# Lighting for 135 Gallon



## Ghost Knife (Mar 12, 2008)

Hey everyone! I have been rather busy the last couple months. I am putting down concrete flooring this week and will be ready to setup my 135G tank next weekend (hopefully). I have ordered two Stealth heaters and two Emperor 400 filters, but I seem to have run into an issue with lighting. The cheapest I have found for a 72" hood fixture is $162. Is there anything any cheaper out there?

EDIT: Please move to Freshwater. Sorry about the mistake.


----------



## frogman5 (Mar 13, 2007)

you could make ur own lights.

ps in my opinion u should have got some aquaclear 110's instead of the emperors


----------



## k-dawg- (Feb 2, 2006)

are you going to keep any plants?


----------



## justintrask (Jun 29, 2008)

instead of a 72" fixture, try to get 2 36". It will be much cheaper. MUCH cheaper. I ran into the same problem, except I didnt do a planted tank, so I just used a 48" shoplight.


----------



## COM (Mar 15, 2008)

I guess the lighting selection really depends on what you intend to grow (or not) in the tank.

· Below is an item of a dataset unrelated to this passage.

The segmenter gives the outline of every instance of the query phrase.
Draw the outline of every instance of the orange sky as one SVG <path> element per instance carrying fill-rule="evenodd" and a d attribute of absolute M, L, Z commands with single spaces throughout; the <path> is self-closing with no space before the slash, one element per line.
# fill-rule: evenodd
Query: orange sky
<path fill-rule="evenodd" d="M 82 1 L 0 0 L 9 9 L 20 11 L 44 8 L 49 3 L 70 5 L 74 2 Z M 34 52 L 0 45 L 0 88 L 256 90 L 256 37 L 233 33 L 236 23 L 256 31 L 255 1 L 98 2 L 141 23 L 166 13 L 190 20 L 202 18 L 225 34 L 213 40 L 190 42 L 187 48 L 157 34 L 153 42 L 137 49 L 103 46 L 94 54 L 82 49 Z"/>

BTW twin Emperor 400s might be a little light for a tank that big. I have twin 400s on my 55 gallon and I'm not 100% satisfied with their performance.


----------



## justintrask (Jun 29, 2008)

i would go dual canisters rather than HOB on a tank that size


----------



## Ghost Knife (Mar 12, 2008)

Well, I have pretty much decided on going with the 2 Emperor 400s. If that turns out to be insufficient then I will add additional filtration. As far as lighting I think I will just move my 48" strip from the 55G. I have kept the same Amazon Swords in the 55G tank for months using less than 50W of light so I'll just add more swords in the 135G and see what happens.


----------



## COM (Mar 15, 2008)

I would recommend that you at least double the lighting and go with no less than four Emperor 400s for a tank that big. They don't really run at 400 gallons per hour. Not even close. Maybe 150 to 200.


----------



## Ghost Knife (Mar 12, 2008)

COM said:


> I would recommend that you at least double the lighting and go with no less than four Emperor 400s for a tank that big. They don't really run at 400 gallons per hour. Not even close. Maybe 150 to 200.


I am going to do some tests when I am cycling the tank and see what my results are. If I need to add 1 or 2 more filters I will definitely do that. Thanks for the information everyone.


----------